Il confronto tra le loro soluzioni pittoriche offre l’occasione per cogliere un eloquente panorama sulla colta Europa del tempo e sulla sua classe dirigente, che fece a gara per commissionare i dipinti ai due grandi veneziani: il viaggio artistico parte da Venezia per toccare Roma, Firenze, Verona, Torino, Milano e il suo territorio, con Vaprio e Gazzada – dove Bellotto mette a frutto l’insegnamento di Canaletto nelle sue vedute e paesaggi di stupefacente modernità – e prosegue quindi alla volta dell’Europa, con i ritratti di Londra, Dresda, Varsavia o Wilanòw, fino a raggiungere luoghi fantastici e immaginari, immortalati nei memorabili “capricci”. L’artista veneziano si sposta successivamente in Polonia, dove la sua fama è destinata a superare notevolmente quella del suo maestro, tanto che lì Bellotto era conosciuto come “il Canaletto”. Inoltre la recente riscoperta dell’inventario della casa di Bellotto a Dresda, distrutta dal bombardamento prussiano del 1760, ha permesso di conoscere la biblioteca gettando una nuova luce sulla personalità e l’indipendenza intellettuale dell’artista, sulle sue passioni, la letteratura, il teatro, il collezionismo; possedeva oltre 1.000 volumi tra cui testi di Muratori, di Scipione Maffei, libri sui disegni di Borromini e altri. Bellotto aveva inoltre nella sua abitazione una stamperia con torchi e strumenti per realizzare le proprie incisioni.

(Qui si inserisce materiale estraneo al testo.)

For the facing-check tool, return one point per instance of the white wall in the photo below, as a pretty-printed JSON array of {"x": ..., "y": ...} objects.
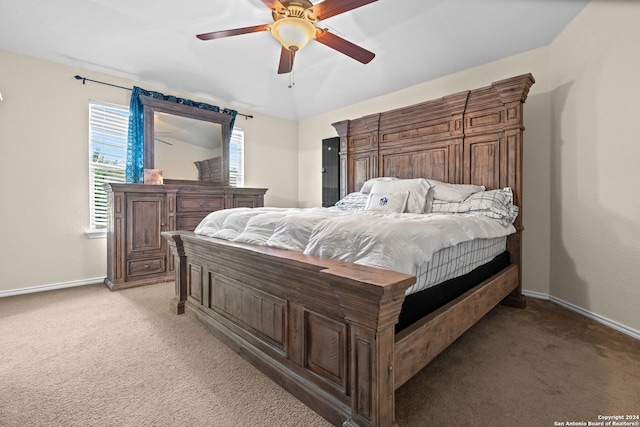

Mentre Canaletto si impose sulla scena europea grazie ai suoi procedimenti compositivi, Bellotto ne apprese i segreti della tecnica per sviluppare in chiave personale il proprio originale contenuto. “La mostra sottolinea la razionalità illuminista di Canaletto” ha ben detto la collega Bozena Anna Kowalczyk, curatrice dell’esposizione, “mentre Bellotto introduce una visione realista e monumentale dell’architettura e del paesaggio”. L’eccezionale documento dell’inventario di casa Bellotto a Dresda (cui viene dedicato un saggio nel catalogo) è esposto assieme a una selezione dei libri più sorprendenti che appartenevano alla sua ampia biblioteca, la più straordinaria tra quelle finora note formate da un artista. Con questa mostra alle Gallerie d’Italia, Milano svela ampiamente il suo ruolo guida nella cultura del Paese Italia, non solo, ancor più la dimensione internazionale di città aperta, capace di far giungere la sua voce e il suo pensiero a tutte le periferie d’Europa e del mondo.